Combining both Profiles
I wrote a program that parses the perf output file and injects the stacktraces into the on-CPU profile to provide a complete picture:
While this looks promising upon first glance, the two profiles are completely misaligned. The on-CPU profile at the beginning indicates that the thread pool is waiting for new tasks (i.e. it’s idle), yet we see several page faults occuring, which can’t be right. Therefore, the two profiles must be misaligned on the time axis. So, how exactly do both profilers get their timestamps?
perf record allows to control the clock with the –clock-id parameter. Several clocks are supported, among which we picked
CLOCK_MONOTONIC. However, the clock in async profiler is based on the rdtsc instruction on Intel CPUs and non-configurable.
rdtsc is basically a hardware counter on the CPU and an interesting topic on its own. For our purposes it’s sufficient to know that the two profilers use different clock sources. Therefore, I’ve raised an issue to add configurable clock sources to async-profiler which Andrei Pangin was kind enough to implement. With async-profiler 2.10 (not yet released as of October 2023) we can use
--clock monotonic and force the same clock source in both profilers.
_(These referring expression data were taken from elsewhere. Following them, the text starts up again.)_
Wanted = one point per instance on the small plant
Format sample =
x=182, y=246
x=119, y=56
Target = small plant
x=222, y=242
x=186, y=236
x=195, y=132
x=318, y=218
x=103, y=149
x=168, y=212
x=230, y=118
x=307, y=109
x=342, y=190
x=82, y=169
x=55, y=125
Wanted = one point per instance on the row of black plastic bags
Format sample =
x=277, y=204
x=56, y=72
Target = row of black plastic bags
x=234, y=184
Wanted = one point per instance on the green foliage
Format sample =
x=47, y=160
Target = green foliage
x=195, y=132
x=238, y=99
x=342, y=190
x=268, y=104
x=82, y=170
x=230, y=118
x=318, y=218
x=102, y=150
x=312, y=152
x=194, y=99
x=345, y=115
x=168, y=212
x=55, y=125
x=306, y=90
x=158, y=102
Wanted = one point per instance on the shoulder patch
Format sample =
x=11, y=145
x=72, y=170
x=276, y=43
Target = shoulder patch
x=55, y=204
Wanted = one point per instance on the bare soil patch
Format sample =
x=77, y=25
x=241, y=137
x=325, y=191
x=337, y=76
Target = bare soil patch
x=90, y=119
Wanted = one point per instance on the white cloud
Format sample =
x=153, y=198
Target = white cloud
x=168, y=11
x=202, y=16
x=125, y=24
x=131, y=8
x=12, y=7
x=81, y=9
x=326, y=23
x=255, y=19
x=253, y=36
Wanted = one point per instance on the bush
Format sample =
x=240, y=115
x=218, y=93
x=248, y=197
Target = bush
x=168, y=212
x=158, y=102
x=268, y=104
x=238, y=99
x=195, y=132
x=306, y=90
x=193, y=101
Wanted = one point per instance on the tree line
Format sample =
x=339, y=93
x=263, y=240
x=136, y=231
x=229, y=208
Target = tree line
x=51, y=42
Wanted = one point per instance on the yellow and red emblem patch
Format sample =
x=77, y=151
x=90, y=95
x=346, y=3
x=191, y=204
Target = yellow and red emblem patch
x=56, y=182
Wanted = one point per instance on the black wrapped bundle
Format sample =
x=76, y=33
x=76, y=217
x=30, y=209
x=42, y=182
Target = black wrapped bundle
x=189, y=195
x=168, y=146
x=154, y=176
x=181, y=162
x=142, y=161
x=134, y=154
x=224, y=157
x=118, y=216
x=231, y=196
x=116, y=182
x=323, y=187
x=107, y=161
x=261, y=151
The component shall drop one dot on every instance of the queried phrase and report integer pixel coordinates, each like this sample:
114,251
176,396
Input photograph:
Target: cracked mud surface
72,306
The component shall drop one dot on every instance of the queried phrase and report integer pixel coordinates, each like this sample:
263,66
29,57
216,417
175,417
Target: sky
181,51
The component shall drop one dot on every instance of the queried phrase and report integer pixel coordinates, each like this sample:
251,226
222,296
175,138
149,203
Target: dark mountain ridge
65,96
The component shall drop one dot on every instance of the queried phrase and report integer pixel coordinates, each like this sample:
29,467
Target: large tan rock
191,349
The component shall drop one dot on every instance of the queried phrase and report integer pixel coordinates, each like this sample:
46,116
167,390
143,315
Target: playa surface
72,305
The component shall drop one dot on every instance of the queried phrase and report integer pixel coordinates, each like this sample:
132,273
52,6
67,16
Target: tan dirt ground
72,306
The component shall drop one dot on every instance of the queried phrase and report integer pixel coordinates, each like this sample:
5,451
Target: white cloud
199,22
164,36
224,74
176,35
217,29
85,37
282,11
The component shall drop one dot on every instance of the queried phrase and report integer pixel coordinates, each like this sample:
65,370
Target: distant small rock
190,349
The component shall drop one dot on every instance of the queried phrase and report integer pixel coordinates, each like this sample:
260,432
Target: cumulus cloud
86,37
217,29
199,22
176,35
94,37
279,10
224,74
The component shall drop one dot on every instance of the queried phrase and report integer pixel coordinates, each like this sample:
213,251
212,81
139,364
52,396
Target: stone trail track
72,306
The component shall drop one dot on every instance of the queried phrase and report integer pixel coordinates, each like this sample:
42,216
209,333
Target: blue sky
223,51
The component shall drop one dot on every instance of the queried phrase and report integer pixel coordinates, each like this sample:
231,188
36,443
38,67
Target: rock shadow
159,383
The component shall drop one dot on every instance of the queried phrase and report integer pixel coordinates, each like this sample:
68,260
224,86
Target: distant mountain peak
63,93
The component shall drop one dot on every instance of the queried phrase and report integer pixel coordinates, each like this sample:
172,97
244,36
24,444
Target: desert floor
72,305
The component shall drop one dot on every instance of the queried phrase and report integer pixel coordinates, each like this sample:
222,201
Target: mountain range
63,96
This gives us aligned stack traces that combine both on-CPU and off-CPU states:
For example, in the picture above we see heavy page-faulting when accessing doc values in Lucene, which is the underlying search engine library that Elasticsearch uses. Being able to visualize this behavior allows us to provide an accurate diagnosis of the situation and then implement appropriate mitigations. Note that some stacktraces might still not be perfectly aligned because
perf is tracing whereas
async-profiler is sampling. But despite this caveat, seeing on-CPU and off-CPU behavior of an application has still proven extremely valuable when analyzing latency.